02 Junho 2007
Tem coisa que é legal, tem coisa que é supe-legal.
Na verdade, nem sei direito o que falar sobre o presente.
Ela pegou alguns (dos muitos) momentos felizes da minha trajetória nos Anjos de Prata, e em silêncio fez "o" presente.
Claro que tenho fotos melhores, mais bonitas. Mas ela cuidadosamente colheu as imagens antigas, escaneadas ainda, e "aprontou" das suas, usando momentos mais do que marcantes. São momentos que vão desde o primeiro encontro dos anjos até o momento atual. São cenas que me alegram, me enchem de saudade e de gratidão. Afinal muita coisa mudou em minha vida, a partir da descoberta desse grupo tão especial.
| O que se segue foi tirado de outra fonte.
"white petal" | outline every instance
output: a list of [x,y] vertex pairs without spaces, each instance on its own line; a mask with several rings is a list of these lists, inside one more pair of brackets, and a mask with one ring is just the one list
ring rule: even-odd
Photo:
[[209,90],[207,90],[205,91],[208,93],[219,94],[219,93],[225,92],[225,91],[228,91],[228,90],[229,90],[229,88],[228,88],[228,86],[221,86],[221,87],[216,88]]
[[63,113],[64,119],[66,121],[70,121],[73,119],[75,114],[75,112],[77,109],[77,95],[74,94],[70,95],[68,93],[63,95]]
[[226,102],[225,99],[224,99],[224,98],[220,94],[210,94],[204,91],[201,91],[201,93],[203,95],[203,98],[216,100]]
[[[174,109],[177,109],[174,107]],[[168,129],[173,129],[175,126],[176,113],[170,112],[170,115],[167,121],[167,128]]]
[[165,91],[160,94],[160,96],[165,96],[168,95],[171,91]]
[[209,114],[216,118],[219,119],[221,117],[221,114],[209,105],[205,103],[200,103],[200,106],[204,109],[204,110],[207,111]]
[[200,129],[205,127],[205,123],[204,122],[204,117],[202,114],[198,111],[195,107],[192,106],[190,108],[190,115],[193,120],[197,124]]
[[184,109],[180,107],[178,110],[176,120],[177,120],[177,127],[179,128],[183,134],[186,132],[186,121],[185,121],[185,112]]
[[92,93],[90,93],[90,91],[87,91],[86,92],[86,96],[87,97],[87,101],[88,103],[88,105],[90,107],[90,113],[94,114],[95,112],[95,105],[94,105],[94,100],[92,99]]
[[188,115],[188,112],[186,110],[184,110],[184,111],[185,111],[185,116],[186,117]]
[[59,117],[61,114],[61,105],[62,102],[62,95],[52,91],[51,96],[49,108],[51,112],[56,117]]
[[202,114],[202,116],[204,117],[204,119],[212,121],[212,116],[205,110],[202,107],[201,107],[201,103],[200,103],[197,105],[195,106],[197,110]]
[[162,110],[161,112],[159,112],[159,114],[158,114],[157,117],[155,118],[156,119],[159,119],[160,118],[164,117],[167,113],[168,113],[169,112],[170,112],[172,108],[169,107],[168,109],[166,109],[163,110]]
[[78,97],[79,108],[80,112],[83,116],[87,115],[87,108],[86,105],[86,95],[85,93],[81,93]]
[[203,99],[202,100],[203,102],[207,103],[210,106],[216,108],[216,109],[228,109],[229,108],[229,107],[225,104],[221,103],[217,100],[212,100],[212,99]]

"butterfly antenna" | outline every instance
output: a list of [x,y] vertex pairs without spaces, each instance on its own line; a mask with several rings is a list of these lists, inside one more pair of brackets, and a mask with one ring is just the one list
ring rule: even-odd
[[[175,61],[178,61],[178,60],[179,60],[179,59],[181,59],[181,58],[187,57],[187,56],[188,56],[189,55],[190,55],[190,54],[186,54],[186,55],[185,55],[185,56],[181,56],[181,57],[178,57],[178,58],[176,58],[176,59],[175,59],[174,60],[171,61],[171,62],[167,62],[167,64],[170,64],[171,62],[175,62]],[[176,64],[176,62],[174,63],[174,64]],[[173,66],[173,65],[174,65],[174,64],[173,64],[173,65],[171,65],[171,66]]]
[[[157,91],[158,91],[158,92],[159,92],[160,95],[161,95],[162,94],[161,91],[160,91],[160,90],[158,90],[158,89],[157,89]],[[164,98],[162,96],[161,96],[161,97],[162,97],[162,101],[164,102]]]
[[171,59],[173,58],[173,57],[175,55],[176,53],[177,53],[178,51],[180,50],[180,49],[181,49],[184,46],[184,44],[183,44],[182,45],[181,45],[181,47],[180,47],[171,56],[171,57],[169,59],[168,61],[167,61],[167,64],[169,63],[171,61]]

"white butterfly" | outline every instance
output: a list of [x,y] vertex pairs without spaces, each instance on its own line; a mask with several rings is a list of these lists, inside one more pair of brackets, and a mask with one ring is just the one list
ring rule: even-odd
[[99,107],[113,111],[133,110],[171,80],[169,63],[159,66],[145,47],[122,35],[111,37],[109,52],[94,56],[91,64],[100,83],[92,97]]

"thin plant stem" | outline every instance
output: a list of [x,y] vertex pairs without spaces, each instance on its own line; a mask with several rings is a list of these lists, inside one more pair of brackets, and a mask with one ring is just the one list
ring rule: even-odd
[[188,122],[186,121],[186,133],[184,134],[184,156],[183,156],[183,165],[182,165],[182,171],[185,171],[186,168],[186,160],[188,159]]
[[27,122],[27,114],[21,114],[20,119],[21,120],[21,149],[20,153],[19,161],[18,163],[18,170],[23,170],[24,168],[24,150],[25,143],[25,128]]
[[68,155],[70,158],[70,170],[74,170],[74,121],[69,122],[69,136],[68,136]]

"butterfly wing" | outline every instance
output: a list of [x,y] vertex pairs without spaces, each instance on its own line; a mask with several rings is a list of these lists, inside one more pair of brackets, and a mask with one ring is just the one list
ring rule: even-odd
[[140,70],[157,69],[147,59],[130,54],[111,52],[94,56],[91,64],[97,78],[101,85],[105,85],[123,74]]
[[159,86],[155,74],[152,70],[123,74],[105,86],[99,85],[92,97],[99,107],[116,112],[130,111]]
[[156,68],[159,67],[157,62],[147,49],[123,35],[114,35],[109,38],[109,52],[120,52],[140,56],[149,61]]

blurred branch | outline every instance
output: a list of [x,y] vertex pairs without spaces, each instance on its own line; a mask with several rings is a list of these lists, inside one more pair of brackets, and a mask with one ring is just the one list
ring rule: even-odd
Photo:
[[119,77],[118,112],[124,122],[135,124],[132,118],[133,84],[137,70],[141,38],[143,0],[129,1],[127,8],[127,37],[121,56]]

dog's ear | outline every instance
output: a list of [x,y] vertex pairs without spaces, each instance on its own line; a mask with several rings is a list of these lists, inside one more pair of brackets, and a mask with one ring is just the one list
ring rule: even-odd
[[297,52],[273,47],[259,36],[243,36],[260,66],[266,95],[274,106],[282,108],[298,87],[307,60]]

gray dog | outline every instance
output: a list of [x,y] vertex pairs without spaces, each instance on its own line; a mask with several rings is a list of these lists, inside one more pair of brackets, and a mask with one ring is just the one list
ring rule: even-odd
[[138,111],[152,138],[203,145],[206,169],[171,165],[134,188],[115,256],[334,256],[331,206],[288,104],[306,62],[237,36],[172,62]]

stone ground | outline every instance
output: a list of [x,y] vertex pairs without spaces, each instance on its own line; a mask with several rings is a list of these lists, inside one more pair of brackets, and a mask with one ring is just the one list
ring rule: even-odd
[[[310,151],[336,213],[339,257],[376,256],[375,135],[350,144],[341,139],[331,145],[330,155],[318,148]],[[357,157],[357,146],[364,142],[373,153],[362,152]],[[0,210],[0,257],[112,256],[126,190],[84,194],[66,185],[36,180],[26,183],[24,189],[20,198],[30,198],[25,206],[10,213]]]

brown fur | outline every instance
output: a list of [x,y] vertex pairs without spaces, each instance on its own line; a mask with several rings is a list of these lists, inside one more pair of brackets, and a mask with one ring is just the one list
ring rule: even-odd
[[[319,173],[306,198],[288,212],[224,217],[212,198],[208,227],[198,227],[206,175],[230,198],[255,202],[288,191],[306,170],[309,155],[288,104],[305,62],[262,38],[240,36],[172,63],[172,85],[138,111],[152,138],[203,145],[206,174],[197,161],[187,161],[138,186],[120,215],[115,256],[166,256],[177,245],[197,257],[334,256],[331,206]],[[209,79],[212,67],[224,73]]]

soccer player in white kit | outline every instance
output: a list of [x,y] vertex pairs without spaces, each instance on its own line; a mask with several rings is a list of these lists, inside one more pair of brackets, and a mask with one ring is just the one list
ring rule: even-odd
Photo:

O que Ela não sabe é que não homenageou só a mim, mas a todos os anjos que se mantém unidos até hoje e aos anjos novos que continuam chegando por essas nuvens prateadas.
Obrigada, Vera. Que falar mais? Que você é demais? É pouco, muito pouco.

Bom, o meu presente está no YouTube. Quem diria?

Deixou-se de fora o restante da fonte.